NAME
ETL::Pipeline::Input::DelimitedText - Input source for CSV, tab, or pipe delimited files
SYNOPSIS
use ETL::Pipeline;
ETL::Pipeline->new( {
input => ['DelimitedText', matching => qr/\.csv$/i],
mapping => {First => 'Header1', Second => 'Header2'},
output => ['UnitTest']
} )->process;
DESCRIPTION
ETL::Pipeline::Input::DelimitedText defines an input source for reading CSV (comma seperated variable), tab delimited, or pipe delimited files. It uses Text::CSV for parsing.
METHODS & ATTRIBUTES
Arguments for "input" in ETL::Pipeline
ETL::Pipeline::Input::DelimitedText implements ETL::Pipeline::Input::File and ETL::Pipeline::Input::TabularFile. It supports all of the attributes from these roles.
In addition, ETL::Pipeline::Input::DelimitedText makes available all of the options for Text::CSV. See Text::CSV for a list.

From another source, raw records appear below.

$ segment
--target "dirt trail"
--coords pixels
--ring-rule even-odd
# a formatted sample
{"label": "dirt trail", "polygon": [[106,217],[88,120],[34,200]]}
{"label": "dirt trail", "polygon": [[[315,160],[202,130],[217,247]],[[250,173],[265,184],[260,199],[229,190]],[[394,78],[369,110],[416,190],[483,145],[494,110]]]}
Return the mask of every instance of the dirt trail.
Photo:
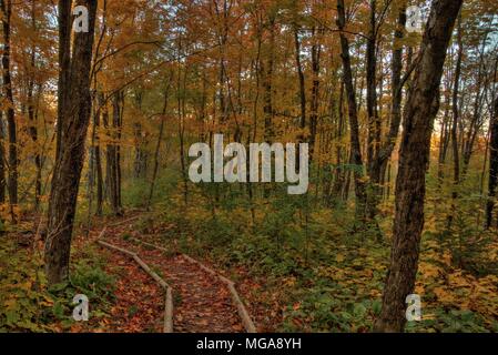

# Pipe delimited, allowing embedded new lines.
$etl->input( 'DelimitedText',
matching => qr/\.dat$/i,
sep_char => '|',
binary => 1
);
Called from "process" in ETL::Pipeline
get
get retrieves one field from the current record. get accepts one parameter. That parameter can be an index number, a column name, or a regular expression to match against column names.
$etl->get( 0 );
$etl->get( 'First' );
$etl->get( qr/\bfirst\b/i );
next_record
Read one record from the file for processing. next_record returns a boolean. True means success. False means it reached the end of the file.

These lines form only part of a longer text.